Since the Braves concluded their first losing season since 1990, Schuerholz and the Braves have been silent on the transaction front. But by picking up John Smoltz's option and re-signing Wickman in September, the veteran GM made two of his biggest offseason moves before autumn arrived.
Over the past two months, Schuerholz and his aides have looked at ways they could improve themselves offensively with a leadoff hitter. They have evaluated the possibility of improving themselves at both left field and second base.
But through it all, Schuerholz's primary focus has been on strengthening his pitching staff, which was sorely hindered by an ineffective bullpen this past season. To acquire middle-relief help, he has the option of using both Marcus Giles and Horacio Ramirez as trade bait.
While the escalated salaries Giles and Ramirez could receive as arbitration-eligible players may be seen as a negative by the Braves, neither is too expensive for many other teams. And as costs on the free-agent market rise, so does the value for these types of players, whose costs are much more measurable.
There is also the chance that Schuerholz could choose to deal either Andruw Jones or Tim Hudson. But unless he's blown away with a trade offer, both will likely be back in Atlanta for the 2007 season.

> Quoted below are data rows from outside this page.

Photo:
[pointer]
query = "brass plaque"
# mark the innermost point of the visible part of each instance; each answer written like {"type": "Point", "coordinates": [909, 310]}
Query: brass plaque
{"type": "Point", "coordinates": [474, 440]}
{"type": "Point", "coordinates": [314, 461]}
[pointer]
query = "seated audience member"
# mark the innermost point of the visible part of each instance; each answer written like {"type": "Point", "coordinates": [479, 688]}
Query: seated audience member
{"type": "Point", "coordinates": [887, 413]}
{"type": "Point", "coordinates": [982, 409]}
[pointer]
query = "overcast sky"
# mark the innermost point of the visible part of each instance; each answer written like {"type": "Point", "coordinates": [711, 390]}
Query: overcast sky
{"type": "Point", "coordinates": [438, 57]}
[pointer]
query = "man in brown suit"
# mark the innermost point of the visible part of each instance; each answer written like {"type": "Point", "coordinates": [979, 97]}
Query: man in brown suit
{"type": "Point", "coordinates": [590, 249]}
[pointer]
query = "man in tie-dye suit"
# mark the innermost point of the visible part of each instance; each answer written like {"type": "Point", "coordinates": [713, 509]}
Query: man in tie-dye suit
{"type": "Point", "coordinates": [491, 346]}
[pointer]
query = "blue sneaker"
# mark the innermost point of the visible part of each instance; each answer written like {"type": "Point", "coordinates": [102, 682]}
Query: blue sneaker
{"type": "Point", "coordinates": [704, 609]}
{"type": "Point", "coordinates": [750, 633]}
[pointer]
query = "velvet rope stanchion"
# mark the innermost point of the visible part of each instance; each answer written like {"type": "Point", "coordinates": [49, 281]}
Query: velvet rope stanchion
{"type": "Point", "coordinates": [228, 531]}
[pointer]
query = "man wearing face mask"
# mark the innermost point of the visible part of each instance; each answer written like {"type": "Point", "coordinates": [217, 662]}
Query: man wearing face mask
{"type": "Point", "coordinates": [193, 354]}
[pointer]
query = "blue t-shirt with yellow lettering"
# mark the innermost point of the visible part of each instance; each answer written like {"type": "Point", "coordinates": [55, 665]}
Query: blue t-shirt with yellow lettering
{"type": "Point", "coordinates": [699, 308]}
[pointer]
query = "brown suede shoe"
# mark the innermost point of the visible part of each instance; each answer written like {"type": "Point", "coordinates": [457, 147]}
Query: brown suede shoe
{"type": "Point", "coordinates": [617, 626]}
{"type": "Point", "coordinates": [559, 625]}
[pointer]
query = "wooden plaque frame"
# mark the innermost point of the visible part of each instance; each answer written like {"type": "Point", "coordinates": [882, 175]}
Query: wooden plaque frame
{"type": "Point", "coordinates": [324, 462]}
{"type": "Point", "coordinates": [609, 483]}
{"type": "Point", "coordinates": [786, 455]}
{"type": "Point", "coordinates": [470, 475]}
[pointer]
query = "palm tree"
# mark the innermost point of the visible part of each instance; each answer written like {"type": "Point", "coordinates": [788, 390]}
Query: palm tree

"We want to get our pitching back to the level it was for most of the past 15 years," said Schuerholz, who led the Braves to an unprecedented streak of 14 consecutive division titles by consistently building his team around a strong pitching staff.
Tom Glavine was around for much of that 15-year span and was thought to be an option to head back home to Atlanta next year. But the veteran lefty agreed to a one-year deal with the Mets on Friday.
With Smoltz, Hudson and Mike Hampton in place, there wasn't a definite need to lure Glavine back to Atlanta. But with his addition, the starting rotation would have been a better bet to dethrone the Mets as National League East division champs in 2007.
Despite not getting Glavine, Schuerholz heads to Disney intent on completing trades that will fill his team's biggest needs. He's waited patiently as other teams have participated in the free-agent-spending frenzy. Now it's his turn to make some noise in what he hopes to be the most financially-wise and talent-enhancing manner possible.
"We're prepared to strike if the deal presents itself," Schuerholz said. "What we don't know is when that deal will present itself."